The latest and greatest sbbsexec.dll and dosxtrn.exe can be find in the nightly builds of Synchronet for Windows:
How did you determine the read/writes were "nonsense"?
Would happy to try address whatever issues with the UART emulation aren't working for you, but please update to the latest and get new/updated debug log output and share with me.
As I looked into what was going on I moved to lower and lower level diagnostic programs until I finally just wrote my own to know exactly what was being done on the program side.
Would happy to try address whatever issues with the UART emulation aren't working for you, but please update to the latest and get new/updated debug log output and share with me.
I had downloaded the latest SBBSEXEC.DLL the morning after you made the initialization change and have tried it out. It's working 100% along with the version downloaded today! Pushing the UART hard also no longer creates any errors or even any unusual debug log entries. Thanks again for fixing this.
There are a couple of other issues I would like to mention.
1. When SVDM uses an inherited socket (the -h option) no telnet negotiations are done. As a result, the connection is assumed to be in ASCII mode and server side CR characters are translated to CR/LF. Since most programs are already transmitting a CR/LF this gets translated to CR/LF/LF with the expected results. When using an external socket in telnet mode, could SVDM set the telnet.local_option and telnet.remote_option variables as so:
A. Assume both remote and local have already suppressed GA and set the two
options accordingly
B. Set the remote telnet echo option to off and set the local telnet echo
to follow the ServerEcho option from the .INI file
C. Set both remote and local BINARY_TX options to follow the ServerBinary option from the .INI file
I don't think it's unreasonable to assume these have already been set up when the telnet connection was initially made. If someone really wants to change the behavior they could still do so by using the .INI file options mentioned. The GA and echo options probably make no difference now but leaving them unset might cause trouble somewhere down the line.

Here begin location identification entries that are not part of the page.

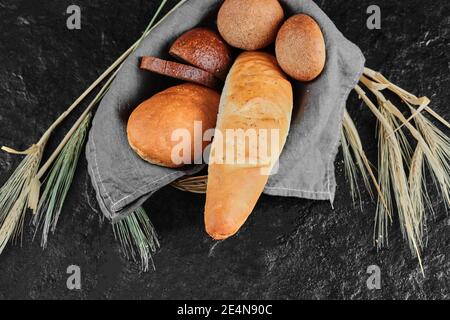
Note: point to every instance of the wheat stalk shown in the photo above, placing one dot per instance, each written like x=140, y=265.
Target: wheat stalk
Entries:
x=23, y=187
x=137, y=236
x=392, y=176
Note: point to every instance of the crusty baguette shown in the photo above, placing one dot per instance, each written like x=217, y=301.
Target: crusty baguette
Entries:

2. Can anything be done to reduce the CPU usage?
3. The VDMODEM isn't importing target_ia32.props and thus is using SSE2 instructions.

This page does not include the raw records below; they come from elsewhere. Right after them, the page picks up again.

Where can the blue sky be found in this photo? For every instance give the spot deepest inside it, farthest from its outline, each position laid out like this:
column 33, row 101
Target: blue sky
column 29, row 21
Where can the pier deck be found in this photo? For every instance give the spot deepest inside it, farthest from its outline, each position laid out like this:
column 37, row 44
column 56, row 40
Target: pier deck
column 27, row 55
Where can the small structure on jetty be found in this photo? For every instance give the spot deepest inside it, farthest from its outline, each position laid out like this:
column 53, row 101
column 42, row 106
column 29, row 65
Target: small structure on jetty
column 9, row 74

Thanks yet again for all the work you've done on this and for fixing the issue I was having.
1. When SVDM uses an inherited socket (the -h option) no telnetI'll be committing a change here to address that - basically send the Telnet commands to re-negotiate those operating parameters (the same sequence that happens when answering an incoming Telnet connection).
negotiations are done.
I added 2 new .ini settings for you to play with:
- MainLoopDelay (default: 0, set to 1+ to add CPU yield)
- SocketSelectTimeout (default: 0, set to 1+ to add CPU yield)
Re: SVDM - Which SBBSEXEC.DLL and DOSXTRN.EXE version?
By: Digital Man to Fzf on Mon Mar 25 2024 04:27 pm
1. When SVDM uses an inherited socket (the -h option) no telnetI'll be committing a change here to address that - basically send the Telnet commands to re-negotiate those operating parameters (the same sequence that happens when answering an incoming Telnet connection).
negotiations are done.
It addresses the local configuration but unfortunately it still doesn't set remote options. The remote is usually going to be in binary mode but SVDM has the remote option set to ASCII by default. A CR from the remote then gets held up until a second byte is sent.
Sending a DO TX_BINARY near the WILL TX_BINARY when in ServerBinary mode and sending a DONT TX_BINARY when not in ServerBinary but using an external socket sets the remote options to appropriately match what SVDM is expecting. Clients might not like having their TX binary mode turned off mid session, but if someone is disabling binary mode on the server side they are already doing something weird.
It also sets the remote to binary when SVDM answers in listen mode. At the moment it leaves the remote TX in ASCII at all times.
I added 2 new .ini settings for you to play with:
- MainLoopDelay (default: 0, set to 1+ to add CPU yield)
- SocketSelectTimeout (default: 0, set to 1+ to add CPU yield)
These work perfectly, thanks! Just a simple 1 ms delay in the main loop drops CPU usage to 0% most of the time.
I also looked into the error 122 in the SBBSEXEC input_thread when SVDM gets pushed hard, such as during a file transfer. A little additional information on the next waiting mailslot message makes it pretty clear. Sorry, these are going to wrap oddly:
SBBS: !input_thread: ReadFile Error 122 (space=9411, count=0, nextsize=10000, waiting=46)
SBBS: !input_thread: ReadFile Error 122 (space=1211, count=0, nextsize=5056, waiting=45)
SBBS: !input_thread: ReadFile Error 122 (space=9635, count=0, nextsize=10000, waiting=26)
Etc. There's just not enough space in the ring buffer at the time.
these messages are harmless, the sheer number of them can help thrash a CPU pretty good right at a time when the CPU is busy. I changed the logging to log error 122 at a lower priority so it can be squelched out unless debugging is needed. That further drops the CPU usage when the SVDM is processing a lot of data.
Does your gitlab accept anonymous updates, or can I send you a diff?
Thanks again for all your work on this!